“And as you enter the clearing, you notice off in the distance the white stag.” Doug had a bit of a smirk as he said it. “It’s fleeing through the scrub and underbrush and making quite a racket. You can still see it through the trees, though; what do you do?!”
Carlye facepalmed. “Ah no! Not that lame stag again…!”
Dwayne was nonplussed. “Eh, so we’re near the GM’s next plot point. What’s the big deal?”
Mike stopped messing with his dice for a moment. “Well I think I’ve had it with this thing.”
Rob returned from the kitchen just then with a couple of beers. “What are we arguing about now?”
Mike answered, “I was just about to take care of this asinine white stag once and for all.”
“Sounds good to me,” Rob answered.
Dwayne got a little testy at this point. “You should leave it alone. It’s not going to hurt us. So what if the GM wants to clue us in that we’re on the right track. Let’s just play the game!”
“This is playing the game!” Mike shot back. He turned to the game master. “What’s the range to that thing?”
Doug pretended to roll some dice behind the screen. “Oh, about forty feet right now.”
“Good,” Mike said. “I cast Magic Missile on it.”
Dwayne was shouting now. “No! You don’t have to kill it. That’s stupid!”

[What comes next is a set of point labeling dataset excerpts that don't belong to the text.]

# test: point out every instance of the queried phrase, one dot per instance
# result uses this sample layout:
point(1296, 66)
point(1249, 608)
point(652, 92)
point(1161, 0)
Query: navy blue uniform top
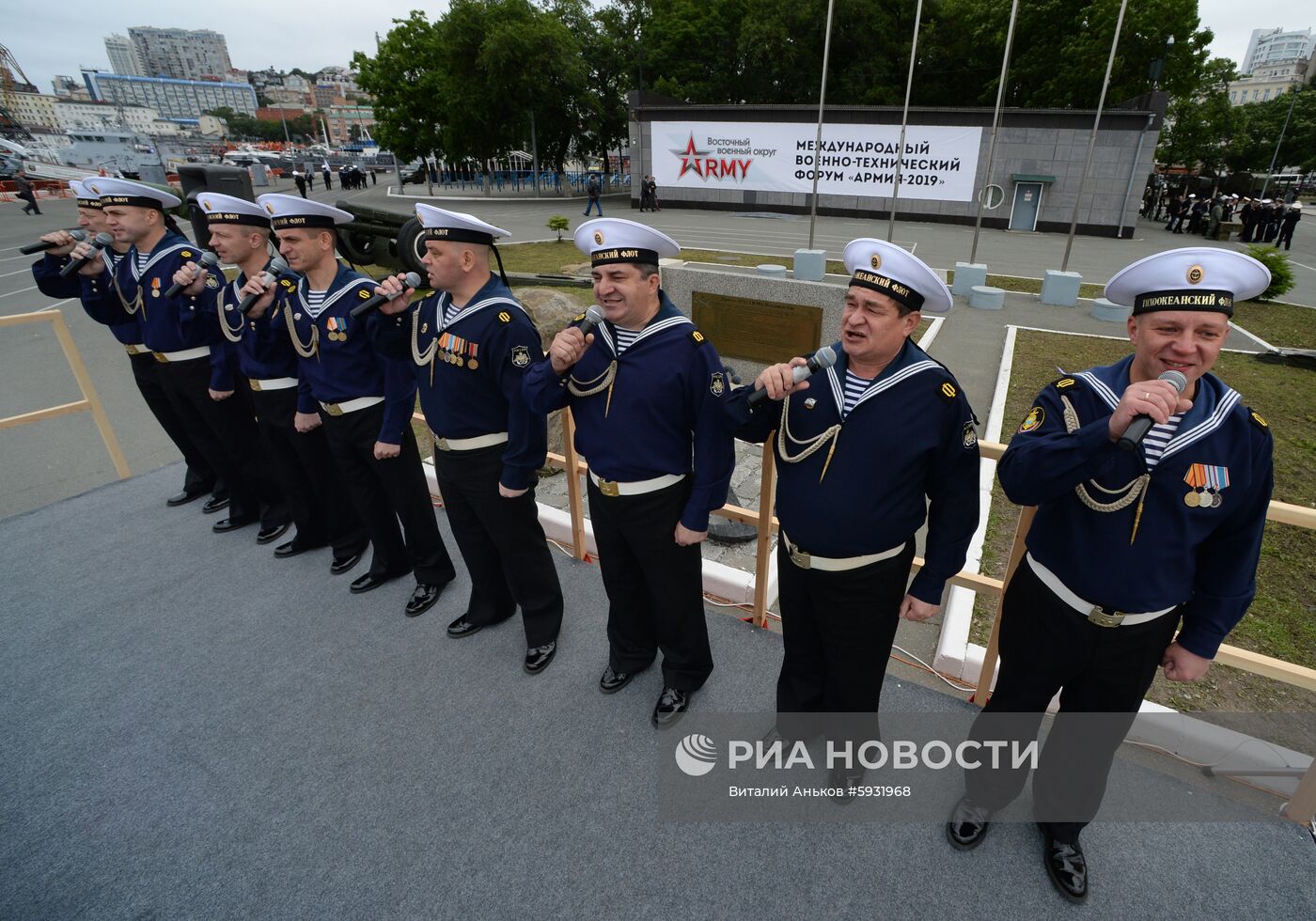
point(666, 411)
point(470, 383)
point(259, 349)
point(168, 324)
point(344, 364)
point(905, 453)
point(1200, 556)
point(46, 273)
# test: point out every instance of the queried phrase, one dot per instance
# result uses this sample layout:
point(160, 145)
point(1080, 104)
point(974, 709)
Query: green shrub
point(1280, 273)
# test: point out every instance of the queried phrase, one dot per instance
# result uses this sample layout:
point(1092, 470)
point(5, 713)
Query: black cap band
point(901, 293)
point(293, 221)
point(132, 200)
point(458, 236)
point(624, 254)
point(1208, 300)
point(237, 217)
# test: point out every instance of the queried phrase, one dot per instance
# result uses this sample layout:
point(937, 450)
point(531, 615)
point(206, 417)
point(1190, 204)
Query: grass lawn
point(1282, 325)
point(1282, 620)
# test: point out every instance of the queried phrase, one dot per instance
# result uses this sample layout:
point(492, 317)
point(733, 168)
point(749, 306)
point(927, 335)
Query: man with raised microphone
point(199, 477)
point(1137, 558)
point(469, 345)
point(269, 381)
point(866, 451)
point(365, 398)
point(647, 391)
point(138, 289)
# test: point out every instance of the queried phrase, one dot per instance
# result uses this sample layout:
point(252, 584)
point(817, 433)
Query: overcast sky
point(52, 39)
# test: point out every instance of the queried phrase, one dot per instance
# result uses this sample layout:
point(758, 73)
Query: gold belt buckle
point(1102, 618)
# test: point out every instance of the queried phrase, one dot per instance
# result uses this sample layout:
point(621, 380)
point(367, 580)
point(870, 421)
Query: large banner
point(938, 162)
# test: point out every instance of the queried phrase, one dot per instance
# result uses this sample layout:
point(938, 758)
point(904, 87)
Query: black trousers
point(655, 587)
point(199, 476)
point(306, 476)
point(838, 629)
point(226, 433)
point(1046, 647)
point(502, 543)
point(387, 492)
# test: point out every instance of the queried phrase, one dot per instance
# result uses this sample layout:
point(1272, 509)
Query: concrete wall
point(1030, 141)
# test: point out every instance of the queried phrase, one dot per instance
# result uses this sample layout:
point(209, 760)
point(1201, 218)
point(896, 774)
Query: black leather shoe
point(423, 599)
point(370, 582)
point(214, 504)
point(671, 704)
point(274, 533)
point(463, 628)
point(184, 497)
point(967, 825)
point(539, 657)
point(615, 680)
point(1066, 866)
point(230, 523)
point(341, 565)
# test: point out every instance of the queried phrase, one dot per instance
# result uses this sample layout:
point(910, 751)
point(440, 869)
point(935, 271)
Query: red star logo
point(690, 158)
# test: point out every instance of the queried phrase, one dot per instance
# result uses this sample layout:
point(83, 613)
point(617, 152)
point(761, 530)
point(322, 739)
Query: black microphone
point(102, 241)
point(1140, 425)
point(819, 361)
point(276, 269)
point(412, 280)
point(208, 262)
point(592, 318)
point(42, 245)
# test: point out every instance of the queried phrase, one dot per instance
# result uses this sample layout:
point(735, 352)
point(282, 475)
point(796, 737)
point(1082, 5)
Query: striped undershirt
point(624, 337)
point(854, 388)
point(1158, 436)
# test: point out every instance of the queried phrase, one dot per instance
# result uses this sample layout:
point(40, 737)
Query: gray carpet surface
point(193, 729)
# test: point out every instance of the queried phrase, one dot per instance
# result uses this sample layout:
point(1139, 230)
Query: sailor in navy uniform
point(266, 374)
point(365, 400)
point(866, 453)
point(470, 344)
point(647, 392)
point(1128, 546)
point(180, 344)
point(199, 477)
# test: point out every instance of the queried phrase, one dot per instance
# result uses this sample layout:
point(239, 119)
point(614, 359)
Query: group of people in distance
point(326, 365)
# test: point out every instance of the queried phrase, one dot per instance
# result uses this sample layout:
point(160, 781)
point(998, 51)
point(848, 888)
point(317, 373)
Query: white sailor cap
point(227, 210)
point(292, 211)
point(127, 193)
point(1195, 278)
point(86, 197)
point(607, 240)
point(456, 226)
point(895, 273)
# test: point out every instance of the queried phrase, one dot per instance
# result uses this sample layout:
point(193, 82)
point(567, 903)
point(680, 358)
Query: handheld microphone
point(592, 318)
point(208, 262)
point(101, 242)
point(1140, 425)
point(819, 361)
point(42, 245)
point(412, 280)
point(276, 269)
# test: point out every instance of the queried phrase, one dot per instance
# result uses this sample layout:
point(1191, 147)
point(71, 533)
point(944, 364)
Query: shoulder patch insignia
point(1033, 421)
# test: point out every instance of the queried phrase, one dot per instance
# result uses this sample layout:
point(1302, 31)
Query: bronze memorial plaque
point(757, 331)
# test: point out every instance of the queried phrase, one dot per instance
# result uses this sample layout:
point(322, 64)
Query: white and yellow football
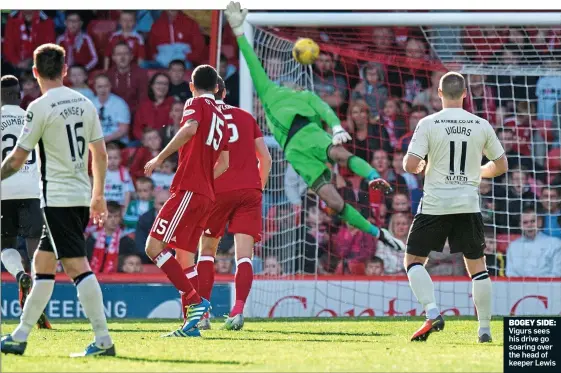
point(305, 51)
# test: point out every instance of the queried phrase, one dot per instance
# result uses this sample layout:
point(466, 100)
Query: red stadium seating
point(503, 240)
point(100, 30)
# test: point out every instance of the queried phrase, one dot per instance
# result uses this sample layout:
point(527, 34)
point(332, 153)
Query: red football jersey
point(243, 172)
point(195, 171)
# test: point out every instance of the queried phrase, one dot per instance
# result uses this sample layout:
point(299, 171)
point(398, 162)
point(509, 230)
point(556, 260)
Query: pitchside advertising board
point(304, 298)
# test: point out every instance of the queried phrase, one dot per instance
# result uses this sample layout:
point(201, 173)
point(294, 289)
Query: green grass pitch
point(277, 345)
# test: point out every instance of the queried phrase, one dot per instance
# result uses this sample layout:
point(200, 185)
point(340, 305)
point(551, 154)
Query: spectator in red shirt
point(128, 81)
point(151, 146)
point(127, 34)
point(418, 112)
point(393, 120)
point(480, 99)
point(175, 115)
point(154, 111)
point(179, 87)
point(30, 90)
point(26, 30)
point(176, 36)
point(79, 46)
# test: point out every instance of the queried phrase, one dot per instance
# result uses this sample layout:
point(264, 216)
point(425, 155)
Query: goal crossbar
point(406, 19)
point(323, 19)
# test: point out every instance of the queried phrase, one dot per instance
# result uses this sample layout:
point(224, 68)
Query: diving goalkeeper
point(294, 117)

Carlye turned to the cell phone that was propped up just so that the camera could take in the lion’s share of the battle map. “What do you say, Arlene…?”
An impassive voice with a vaguely Swedish accent came from the device. “No arguments… go!”

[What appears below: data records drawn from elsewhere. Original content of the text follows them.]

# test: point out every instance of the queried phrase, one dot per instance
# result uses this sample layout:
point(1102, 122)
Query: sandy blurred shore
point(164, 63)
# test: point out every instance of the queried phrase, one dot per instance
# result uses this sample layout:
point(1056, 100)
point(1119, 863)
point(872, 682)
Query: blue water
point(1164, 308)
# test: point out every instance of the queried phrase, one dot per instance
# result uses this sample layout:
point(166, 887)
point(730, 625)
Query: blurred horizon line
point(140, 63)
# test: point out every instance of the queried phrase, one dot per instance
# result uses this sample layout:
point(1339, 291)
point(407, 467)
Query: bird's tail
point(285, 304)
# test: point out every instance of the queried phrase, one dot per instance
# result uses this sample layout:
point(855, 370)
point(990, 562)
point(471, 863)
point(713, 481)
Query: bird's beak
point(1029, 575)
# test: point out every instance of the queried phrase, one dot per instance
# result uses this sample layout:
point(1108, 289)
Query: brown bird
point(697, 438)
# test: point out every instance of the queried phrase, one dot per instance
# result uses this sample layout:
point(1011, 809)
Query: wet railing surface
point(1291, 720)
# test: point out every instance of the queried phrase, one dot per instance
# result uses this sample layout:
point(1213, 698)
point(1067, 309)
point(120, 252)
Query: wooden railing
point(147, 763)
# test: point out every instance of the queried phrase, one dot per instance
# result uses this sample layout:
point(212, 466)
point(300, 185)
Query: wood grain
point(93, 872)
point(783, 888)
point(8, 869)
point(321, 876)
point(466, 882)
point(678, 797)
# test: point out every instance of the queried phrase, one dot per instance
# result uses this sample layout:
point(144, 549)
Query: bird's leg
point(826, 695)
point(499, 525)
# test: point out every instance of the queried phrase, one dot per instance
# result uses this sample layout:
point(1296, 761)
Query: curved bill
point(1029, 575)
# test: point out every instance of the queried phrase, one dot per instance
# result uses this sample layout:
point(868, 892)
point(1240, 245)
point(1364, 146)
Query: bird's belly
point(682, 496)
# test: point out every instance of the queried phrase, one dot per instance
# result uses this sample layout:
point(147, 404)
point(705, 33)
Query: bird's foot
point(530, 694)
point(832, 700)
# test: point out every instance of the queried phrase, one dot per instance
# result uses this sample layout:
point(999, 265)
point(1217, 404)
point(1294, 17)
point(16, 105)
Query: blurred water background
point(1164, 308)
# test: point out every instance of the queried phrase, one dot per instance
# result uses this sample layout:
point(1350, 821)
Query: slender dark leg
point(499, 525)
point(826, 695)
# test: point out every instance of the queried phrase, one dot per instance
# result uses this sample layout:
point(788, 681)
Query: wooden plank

Doug addressed Mike directly, speaking over the continuing onslaught of banter and heckling. “Now look, Mike. Your character knows that this an offense to the gods. Bad stuff can happen if you kill it. Are you sure you want to do this…?”
“I cast the spell,” he said as he rolled the die. The result was a six.
“Okay… well… it looks like it’s dead,” Doug declared.
“Great,” said Mike. “I go up to it and slit its throat just to be sure.”
Dwayne folded his arms and looked over his glasses. “Don’t you think that’s a bit much…?”
“Well hey you never know,” Mike answered. “Anybody want some venison?”